All the conversion is pretty well done and dusted in the first 20 minutes.

If you are grinding your malt to flour, which we as homebrewers dont. A lower temp requires a longer mash, a higher temp, slightly less. Also note, MASH efficiency will increase with a longer mash at a stable temp as you are gaining extra conversion. I made a AIPA on the weekend, having a finer grind than usual and a 90 min mash employed, i gained 8% in brewhouse efficiency.

I wanted a OG of 1.060, now its 1.071! Looks like i will have to take that extra 1% ABV on the chin and just enjoy a 7% AIPA instead! :p
 
You may also notice better attenuation from a longer (90 min plus) conversion.
 
You may also notice better attenuation from a longer (90 min plus) conversion.

Which, depending on what you are after, is not necessarily a better thing.......less is more, in some cases. ;)

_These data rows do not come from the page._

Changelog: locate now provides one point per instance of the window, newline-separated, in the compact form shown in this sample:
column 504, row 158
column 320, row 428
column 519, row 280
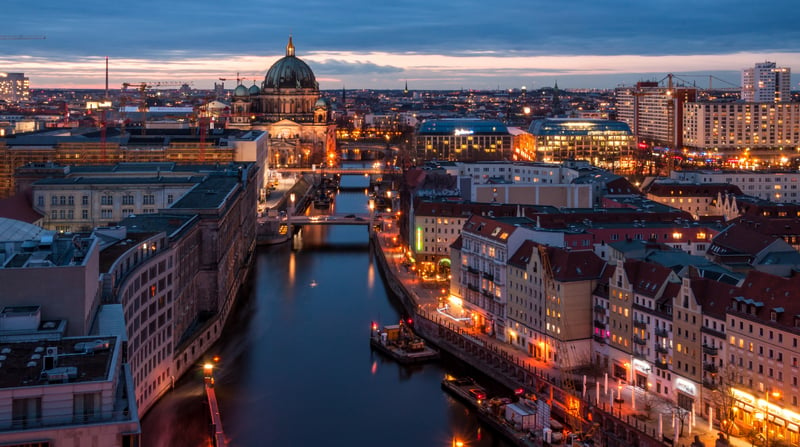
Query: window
column 27, row 412
column 85, row 407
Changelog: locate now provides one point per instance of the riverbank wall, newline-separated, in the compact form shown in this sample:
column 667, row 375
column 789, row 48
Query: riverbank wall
column 491, row 359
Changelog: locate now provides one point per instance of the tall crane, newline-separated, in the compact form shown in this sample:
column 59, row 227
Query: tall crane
column 143, row 87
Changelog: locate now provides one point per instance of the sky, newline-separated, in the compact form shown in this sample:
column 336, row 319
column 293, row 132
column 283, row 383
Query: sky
column 430, row 44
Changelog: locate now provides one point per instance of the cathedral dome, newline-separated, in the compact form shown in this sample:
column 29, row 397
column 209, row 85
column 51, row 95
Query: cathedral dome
column 290, row 72
column 240, row 90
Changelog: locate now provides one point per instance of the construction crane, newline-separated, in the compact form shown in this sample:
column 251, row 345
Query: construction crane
column 142, row 87
column 562, row 357
column 22, row 37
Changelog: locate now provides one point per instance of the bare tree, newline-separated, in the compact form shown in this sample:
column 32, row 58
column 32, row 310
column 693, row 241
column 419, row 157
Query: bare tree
column 723, row 398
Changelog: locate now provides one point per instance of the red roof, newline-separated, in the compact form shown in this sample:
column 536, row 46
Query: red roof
column 646, row 278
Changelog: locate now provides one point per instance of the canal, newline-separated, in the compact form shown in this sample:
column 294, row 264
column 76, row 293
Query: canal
column 295, row 365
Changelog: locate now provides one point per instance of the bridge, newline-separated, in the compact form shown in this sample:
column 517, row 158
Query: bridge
column 332, row 219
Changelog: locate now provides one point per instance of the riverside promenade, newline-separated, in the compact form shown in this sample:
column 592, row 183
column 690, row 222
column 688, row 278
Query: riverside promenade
column 608, row 411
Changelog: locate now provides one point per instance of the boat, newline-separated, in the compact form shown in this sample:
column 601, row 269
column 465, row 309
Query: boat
column 465, row 389
column 399, row 342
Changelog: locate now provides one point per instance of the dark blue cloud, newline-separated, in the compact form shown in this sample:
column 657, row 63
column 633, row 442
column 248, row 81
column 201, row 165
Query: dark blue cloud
column 153, row 29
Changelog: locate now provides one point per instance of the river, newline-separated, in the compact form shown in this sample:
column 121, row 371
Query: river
column 295, row 364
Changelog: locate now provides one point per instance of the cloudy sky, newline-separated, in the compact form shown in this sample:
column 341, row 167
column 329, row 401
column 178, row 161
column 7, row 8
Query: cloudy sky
column 431, row 44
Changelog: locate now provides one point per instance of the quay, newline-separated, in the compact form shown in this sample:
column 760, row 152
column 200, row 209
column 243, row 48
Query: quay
column 614, row 422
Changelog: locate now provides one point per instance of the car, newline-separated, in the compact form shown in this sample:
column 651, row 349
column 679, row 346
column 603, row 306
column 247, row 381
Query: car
column 477, row 393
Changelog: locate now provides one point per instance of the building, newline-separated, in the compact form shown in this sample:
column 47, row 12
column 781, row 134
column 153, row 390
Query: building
column 773, row 186
column 603, row 143
column 654, row 113
column 698, row 199
column 766, row 82
column 80, row 198
column 73, row 391
column 462, row 139
column 57, row 272
column 14, row 87
column 177, row 274
column 545, row 286
column 86, row 146
column 746, row 134
column 287, row 106
column 762, row 348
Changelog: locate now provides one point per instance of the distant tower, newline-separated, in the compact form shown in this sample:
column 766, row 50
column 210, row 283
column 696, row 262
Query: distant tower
column 555, row 106
column 766, row 83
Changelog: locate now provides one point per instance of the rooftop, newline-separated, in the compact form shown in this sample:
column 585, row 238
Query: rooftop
column 69, row 360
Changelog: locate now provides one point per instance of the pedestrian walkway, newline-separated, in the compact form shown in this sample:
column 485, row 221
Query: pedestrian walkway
column 647, row 412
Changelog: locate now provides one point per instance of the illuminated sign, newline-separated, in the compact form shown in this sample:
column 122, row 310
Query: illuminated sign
column 685, row 386
column 641, row 366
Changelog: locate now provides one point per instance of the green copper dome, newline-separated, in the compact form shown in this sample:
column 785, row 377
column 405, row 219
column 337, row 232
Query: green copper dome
column 290, row 72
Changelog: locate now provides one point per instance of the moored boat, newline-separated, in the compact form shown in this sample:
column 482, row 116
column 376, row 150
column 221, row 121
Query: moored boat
column 399, row 342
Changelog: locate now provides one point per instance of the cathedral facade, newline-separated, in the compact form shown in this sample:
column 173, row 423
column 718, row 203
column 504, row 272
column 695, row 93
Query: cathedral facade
column 288, row 107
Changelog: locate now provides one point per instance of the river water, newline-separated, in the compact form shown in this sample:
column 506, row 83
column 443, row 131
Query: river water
column 296, row 368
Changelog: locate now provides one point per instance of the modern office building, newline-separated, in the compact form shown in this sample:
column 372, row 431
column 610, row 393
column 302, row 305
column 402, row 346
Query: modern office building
column 462, row 139
column 14, row 87
column 603, row 143
column 766, row 82
column 654, row 113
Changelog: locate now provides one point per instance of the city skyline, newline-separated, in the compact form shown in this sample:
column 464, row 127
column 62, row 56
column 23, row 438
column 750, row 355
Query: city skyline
column 352, row 44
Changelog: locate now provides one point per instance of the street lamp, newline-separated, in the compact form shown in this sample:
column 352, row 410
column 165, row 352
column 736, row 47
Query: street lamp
column 767, row 394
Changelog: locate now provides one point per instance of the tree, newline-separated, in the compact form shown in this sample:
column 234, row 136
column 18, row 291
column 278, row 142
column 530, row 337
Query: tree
column 723, row 398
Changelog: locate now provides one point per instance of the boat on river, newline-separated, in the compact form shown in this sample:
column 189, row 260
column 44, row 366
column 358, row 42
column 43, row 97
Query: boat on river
column 399, row 342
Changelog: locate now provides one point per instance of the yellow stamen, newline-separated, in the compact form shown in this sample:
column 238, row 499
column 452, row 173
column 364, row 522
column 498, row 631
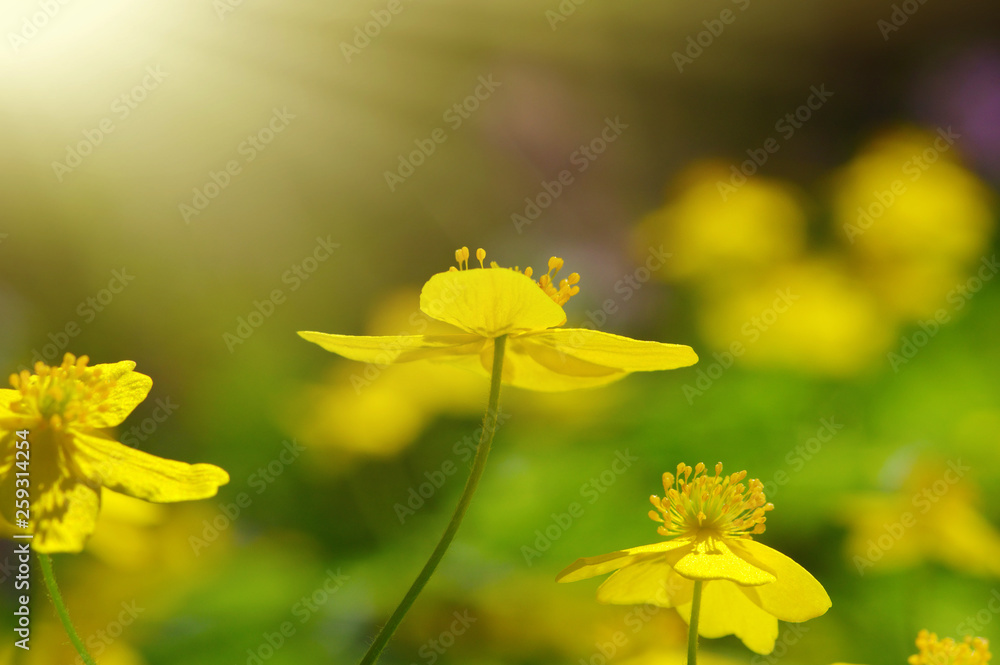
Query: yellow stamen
column 63, row 394
column 566, row 289
column 970, row 651
column 699, row 504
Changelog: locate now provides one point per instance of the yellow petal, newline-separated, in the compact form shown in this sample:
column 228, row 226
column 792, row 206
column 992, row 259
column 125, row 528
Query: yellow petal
column 489, row 302
column 390, row 349
column 142, row 475
column 725, row 610
column 522, row 369
column 586, row 567
column 129, row 390
column 712, row 559
column 795, row 596
column 607, row 350
column 646, row 581
column 63, row 508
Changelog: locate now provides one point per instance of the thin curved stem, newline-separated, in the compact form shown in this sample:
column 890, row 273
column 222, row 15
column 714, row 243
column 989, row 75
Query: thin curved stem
column 485, row 441
column 57, row 601
column 693, row 627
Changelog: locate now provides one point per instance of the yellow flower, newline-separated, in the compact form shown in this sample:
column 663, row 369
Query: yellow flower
column 932, row 516
column 970, row 651
column 486, row 303
column 66, row 410
column 747, row 586
column 722, row 237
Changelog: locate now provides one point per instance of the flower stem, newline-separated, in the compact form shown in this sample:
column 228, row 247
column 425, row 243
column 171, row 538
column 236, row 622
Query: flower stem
column 485, row 441
column 693, row 627
column 57, row 601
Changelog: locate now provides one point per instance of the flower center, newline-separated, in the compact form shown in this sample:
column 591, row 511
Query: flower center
column 970, row 651
column 699, row 504
column 63, row 394
column 560, row 293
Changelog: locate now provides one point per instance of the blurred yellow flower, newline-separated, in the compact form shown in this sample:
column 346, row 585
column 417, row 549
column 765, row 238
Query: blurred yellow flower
column 487, row 303
column 970, row 651
column 930, row 517
column 914, row 216
column 714, row 236
column 810, row 315
column 66, row 410
column 934, row 651
column 711, row 520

High attenuation is only a positive factor if that is, in fact, the aim of the game.......
 
My latest bible, "Brew Your Own British Real Ale" that I just got ex London states definitely 90 mins and even up to 2 hours.
If its the one I have by Wheeler and Protz (I have a couple but heh) mine appears to be the 2nd Edition 1998 then it some rather odd methods (boiling cracked grains and extract for 1.5-2 hours springs to mind.
That aside the recipes are an excellent guide.
All that aside a mash of at least 60 minutes is optimum, going 90 minutes or 3 hours in a well insulated tun "may" get a few more sugars but conversion is well finished and the time contibution to extra extract is minimal. What it will NOT do is hurt your mash. The longer you leave your mash the greater the chance of souring but I am talking 8 hours at least, which is a lomg way from even three hours!
I too balance my life with my brew day, given a choice between a mash that runs for 2 hours cause thats when I did the shopping and the caepark was full and the checkouts collapsed and I ran into a mate and had a beer then got caught up in a random vehicle check and had mouth alc and had to wait for 20 min for a retest and so on a boil in the same scenario...you know it makes sense.

K
 
There is an interesting podcast over at basic brewing radio this week discussing mash and lauter efficiency linky .

Basically the message I heard was that enzymatic activity is slower at lower temperatures so a longer mash can be beneficial if you are mashing low for fermentability. Longer mashing at the higher end of the temperature range won't give you much in the way of improved conversion, but it isn't going to wreck your brew either.